The footsteps of evolution can be hard to retrace…

Word count: 225 words

Reading time: Less than 1 minute

I read widely, watch movies and listen to the radio. In today’s post you’ll see an interesting piece of figurative language I’ve encountered recently, this time focusing on personification.

You know, I never fully realized how much I appreciated personification until I started keeping this blog. When in school, I’d always imagined it to be a fairly heavy-handed technique, best used sparingly, if not reluctantly. Now I realize it’s a smart tool that make writing spring to life. (See that? I just used some personification without even breaking a sweat!)

Furthermore, personification doesn’t need to be reserved for novels and short stories. It works equally well in non-fiction. Here’s an example from a Sept. 17 New Yorker article on evolutionary stories, headlined “It Ain’t Necessarily So,” by Anthony Gottlieb.

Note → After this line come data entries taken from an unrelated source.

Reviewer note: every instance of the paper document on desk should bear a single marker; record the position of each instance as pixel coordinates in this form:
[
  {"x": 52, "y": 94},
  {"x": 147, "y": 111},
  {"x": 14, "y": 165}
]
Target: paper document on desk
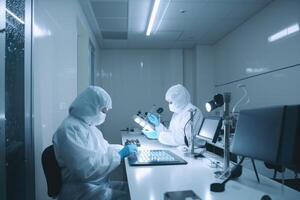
[
  {"x": 152, "y": 135},
  {"x": 180, "y": 195}
]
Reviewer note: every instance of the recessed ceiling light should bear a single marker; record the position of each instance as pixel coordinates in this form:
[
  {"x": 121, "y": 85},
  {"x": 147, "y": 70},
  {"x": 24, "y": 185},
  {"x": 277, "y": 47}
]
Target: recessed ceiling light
[{"x": 152, "y": 17}]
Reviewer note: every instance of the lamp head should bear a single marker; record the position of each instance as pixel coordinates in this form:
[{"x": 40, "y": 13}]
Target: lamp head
[{"x": 217, "y": 101}]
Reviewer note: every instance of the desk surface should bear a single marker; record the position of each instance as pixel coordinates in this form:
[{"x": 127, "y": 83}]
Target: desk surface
[{"x": 151, "y": 182}]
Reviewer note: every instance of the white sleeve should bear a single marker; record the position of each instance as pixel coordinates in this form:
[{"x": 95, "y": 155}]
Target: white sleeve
[{"x": 81, "y": 159}]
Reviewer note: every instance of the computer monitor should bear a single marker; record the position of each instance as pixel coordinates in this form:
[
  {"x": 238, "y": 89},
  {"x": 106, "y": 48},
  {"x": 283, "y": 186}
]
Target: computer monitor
[
  {"x": 289, "y": 154},
  {"x": 210, "y": 129},
  {"x": 258, "y": 133}
]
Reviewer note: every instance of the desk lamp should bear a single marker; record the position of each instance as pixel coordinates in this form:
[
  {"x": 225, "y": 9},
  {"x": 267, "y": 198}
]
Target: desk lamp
[{"x": 218, "y": 101}]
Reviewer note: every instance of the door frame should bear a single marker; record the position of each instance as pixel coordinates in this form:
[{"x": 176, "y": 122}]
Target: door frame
[
  {"x": 2, "y": 100},
  {"x": 28, "y": 101}
]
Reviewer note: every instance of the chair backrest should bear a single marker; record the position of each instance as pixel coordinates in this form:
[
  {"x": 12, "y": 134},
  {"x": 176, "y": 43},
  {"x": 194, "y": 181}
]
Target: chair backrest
[{"x": 51, "y": 171}]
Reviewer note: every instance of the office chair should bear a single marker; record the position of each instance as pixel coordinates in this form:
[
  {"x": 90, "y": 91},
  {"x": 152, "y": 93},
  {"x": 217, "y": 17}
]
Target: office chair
[
  {"x": 51, "y": 171},
  {"x": 292, "y": 183}
]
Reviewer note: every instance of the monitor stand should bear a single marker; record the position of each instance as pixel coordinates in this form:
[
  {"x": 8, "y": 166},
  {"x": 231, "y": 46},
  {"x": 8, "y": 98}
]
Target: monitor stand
[{"x": 225, "y": 174}]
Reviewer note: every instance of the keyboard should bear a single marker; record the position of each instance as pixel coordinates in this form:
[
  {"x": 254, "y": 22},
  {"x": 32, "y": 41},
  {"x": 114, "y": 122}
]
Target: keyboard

There are some puzzles — cheetahs have spots, though they prefer open hunting grounds — but that’s to be expected, since the footsteps of evolution can be as hard to retrace as those of a speckly leopard in the forest. 

In fact, this sentence offers both personification and a metaphor rolled up into one delightful package. Don’t you like the way evolution has footsteps and that these are as hard to retrace as those of a leopard? (I also love that fillip, speckly, to modify leopard!)